The upright position turns workers into lightning rods for empathy and distractions

As workers have become more tethered to their computers and desks, ergonomists have repeatedly warned that stationary, repetitive action can be bad for our physical health and emotional well-being. In the wake of these repeated warnings, many of us have found variations on standing desks popping up around offices.

The logic behind them is simple and sound enough. Rather than spending your whole day sitting and compressed, you can raise your computer or work surface up to standing height, relieving the strains of sitting, getting you up on your feet. Much has been made about how the shift from sitting to standing can improve your focus, either from the benefits of standing and engaging your body, or possibly just from the gentle “shock” your body gets from changing positions to keep alert.

While few will argue with the health benefits of switching things up to battle lethargy and even obesity, the relationship between our attention span and standing desks is one that’s much harder to parse, all thanks to evolution.

As humans evolved into the social beings of today, we developed an incredibly keen sense of empathy.
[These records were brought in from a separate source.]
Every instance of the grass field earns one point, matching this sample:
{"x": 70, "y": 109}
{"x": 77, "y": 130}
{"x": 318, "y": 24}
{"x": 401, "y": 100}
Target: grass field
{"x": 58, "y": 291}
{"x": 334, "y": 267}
The degree to which we are attuned to empathy varies, depending on the circumstances and the setting. For instance, walking down a crowded street full of strangers, we dial down our recognition and responses to other people.

However, in more comfortable and familiar settings, we dial the empathy up. Empathy can certainly be a virtue, but it’s also one of the biggest distractions a person can encounter. When a worker is seated in a cubicle—face buried in a screen or in documents—the empathy level at play is moot, since you’re largely insulated from stimuli and other people.

A standing desk strips any insulation you may have, turning you into a figurative antenna for everything that goes on around you. Your width and depth of vision increase exponentially (whether you realize it or not), and your empathy meter kicks back in, compelling you to take in and process the various emotions and goings-on around you.

A degree of stimulation and empathy can keep a worker alert and energized, but taking in the micro expressions of an entire office, you’re likely to shift focus time and again. “There’s a reason cubicle partitions exist, as they literally embody an emotive wall, blocking you from your colleagues’ emotional displays and subsequent distraction,” psychologist Mary Lamia told Quartz.

Fortunately, even though standing desks tear down your innate empathic wall, you can build it back up easily enough. You can create physical barriers that narrow your field of vision. Yup, you can use cubicle walls to effectively act like horse blinders to ensure your attention doesn’t stray from the task at hand. Failing that, you can move to a more remote section of an office, or just face a wall or a window.

The science shows that standing desks are, in general, good for you, but that doesn’t mean they don’t create their own set of problems. In addition to the hindrances on focus, they’ve also turned into a running punchline about the petty smugness that can manifest in the office. Turning toward a wall might not keep people from snickering, but it might keep you from realizing they are, which could help your focus.